Die seit längerem laufenden diversen Gesundheits-Aktionen setzten richtigerweise im frühen Schulalter an, da hier das Risiko für Auftreten von Fettsucht sehr groß ist. Ernährungsführerscheine und Gesundheitskindergarten oder gar Werbeverbote werden uns nicht zum Ziel bringen. Die Liebe zum Sport, der ja wichtig für Stress- und Aggressionsabbau ist, und gesunde Eßgewohnheiten müssen in der Familie erlebt und geweckt werden.

Aber gerade diese Kernzelle unserer Gesellschaft wird durch die moderne Arbeitswelt mit flexiblen Arbeitszeiten, Wochenend- und Schichtdiensten und dem immer neuen Ruf nach noch längeren Öffnungszeiten, ständig bombardiert.

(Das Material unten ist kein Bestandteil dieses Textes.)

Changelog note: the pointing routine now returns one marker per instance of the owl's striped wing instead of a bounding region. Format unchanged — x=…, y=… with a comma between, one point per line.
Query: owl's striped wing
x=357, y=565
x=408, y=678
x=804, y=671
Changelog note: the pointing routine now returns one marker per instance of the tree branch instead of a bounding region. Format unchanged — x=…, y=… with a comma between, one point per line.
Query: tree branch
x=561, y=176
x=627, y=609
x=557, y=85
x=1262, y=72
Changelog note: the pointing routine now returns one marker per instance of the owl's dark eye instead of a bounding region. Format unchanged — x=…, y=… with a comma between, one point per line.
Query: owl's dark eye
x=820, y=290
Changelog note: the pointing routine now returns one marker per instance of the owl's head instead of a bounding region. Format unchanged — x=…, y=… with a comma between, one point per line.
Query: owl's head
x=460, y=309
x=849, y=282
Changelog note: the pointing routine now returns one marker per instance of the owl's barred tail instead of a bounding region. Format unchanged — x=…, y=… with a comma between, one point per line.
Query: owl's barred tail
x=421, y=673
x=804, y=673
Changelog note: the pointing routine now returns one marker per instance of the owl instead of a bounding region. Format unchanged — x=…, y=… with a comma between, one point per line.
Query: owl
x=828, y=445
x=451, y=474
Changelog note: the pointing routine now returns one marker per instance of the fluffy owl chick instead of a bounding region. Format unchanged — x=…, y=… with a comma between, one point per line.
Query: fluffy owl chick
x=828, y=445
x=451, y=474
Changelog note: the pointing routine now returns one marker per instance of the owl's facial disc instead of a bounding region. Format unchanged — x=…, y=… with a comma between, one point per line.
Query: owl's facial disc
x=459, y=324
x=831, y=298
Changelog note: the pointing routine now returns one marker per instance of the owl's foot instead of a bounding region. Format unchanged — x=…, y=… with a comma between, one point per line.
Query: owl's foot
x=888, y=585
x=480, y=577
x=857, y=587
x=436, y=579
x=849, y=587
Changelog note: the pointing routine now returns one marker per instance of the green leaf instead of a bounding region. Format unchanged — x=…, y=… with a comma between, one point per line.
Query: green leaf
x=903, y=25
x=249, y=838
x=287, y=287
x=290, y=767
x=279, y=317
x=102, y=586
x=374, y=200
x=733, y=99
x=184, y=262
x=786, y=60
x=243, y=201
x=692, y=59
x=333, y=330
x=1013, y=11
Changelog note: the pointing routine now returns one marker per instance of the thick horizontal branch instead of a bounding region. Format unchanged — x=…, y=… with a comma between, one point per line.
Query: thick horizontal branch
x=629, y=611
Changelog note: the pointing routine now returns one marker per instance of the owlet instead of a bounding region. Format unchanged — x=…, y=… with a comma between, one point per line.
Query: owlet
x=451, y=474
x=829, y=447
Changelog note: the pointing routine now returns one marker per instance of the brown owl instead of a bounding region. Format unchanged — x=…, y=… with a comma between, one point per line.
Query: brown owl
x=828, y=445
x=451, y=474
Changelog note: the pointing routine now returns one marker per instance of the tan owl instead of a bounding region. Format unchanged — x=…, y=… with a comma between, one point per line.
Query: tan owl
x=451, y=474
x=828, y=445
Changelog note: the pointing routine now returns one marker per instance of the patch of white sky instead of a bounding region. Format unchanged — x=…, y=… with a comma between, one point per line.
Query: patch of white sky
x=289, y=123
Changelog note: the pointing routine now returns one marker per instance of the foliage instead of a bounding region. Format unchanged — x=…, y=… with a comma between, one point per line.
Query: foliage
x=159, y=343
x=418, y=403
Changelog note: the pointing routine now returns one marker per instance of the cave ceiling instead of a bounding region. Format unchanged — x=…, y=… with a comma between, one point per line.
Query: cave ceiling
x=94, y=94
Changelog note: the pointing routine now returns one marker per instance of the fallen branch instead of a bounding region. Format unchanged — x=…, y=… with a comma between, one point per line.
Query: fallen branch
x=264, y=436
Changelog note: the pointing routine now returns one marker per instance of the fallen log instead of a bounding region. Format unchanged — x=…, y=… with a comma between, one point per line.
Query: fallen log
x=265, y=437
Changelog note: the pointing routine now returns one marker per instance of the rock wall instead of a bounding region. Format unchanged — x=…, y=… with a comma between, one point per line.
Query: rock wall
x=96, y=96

Müde und erschöpft von einem langen Arbeitstag fällt nun mal der Griff zu Fast-Food leichter als aufwendiges Kochen. Man möchte sich mit Chips und Limo vor dem Fernseher ausruhen – und dieses Verhalten wird von den Kleinen nachgeahmt.

Wir predigen mehr Bewegung – gleichzeitig kürzen wir aus budgetären Gründen den Sportunterricht oder entschuldigen ausländische Kinder wegen ihrer Religion davon, und Sportvereine erfahren immer weniger Unterstützung.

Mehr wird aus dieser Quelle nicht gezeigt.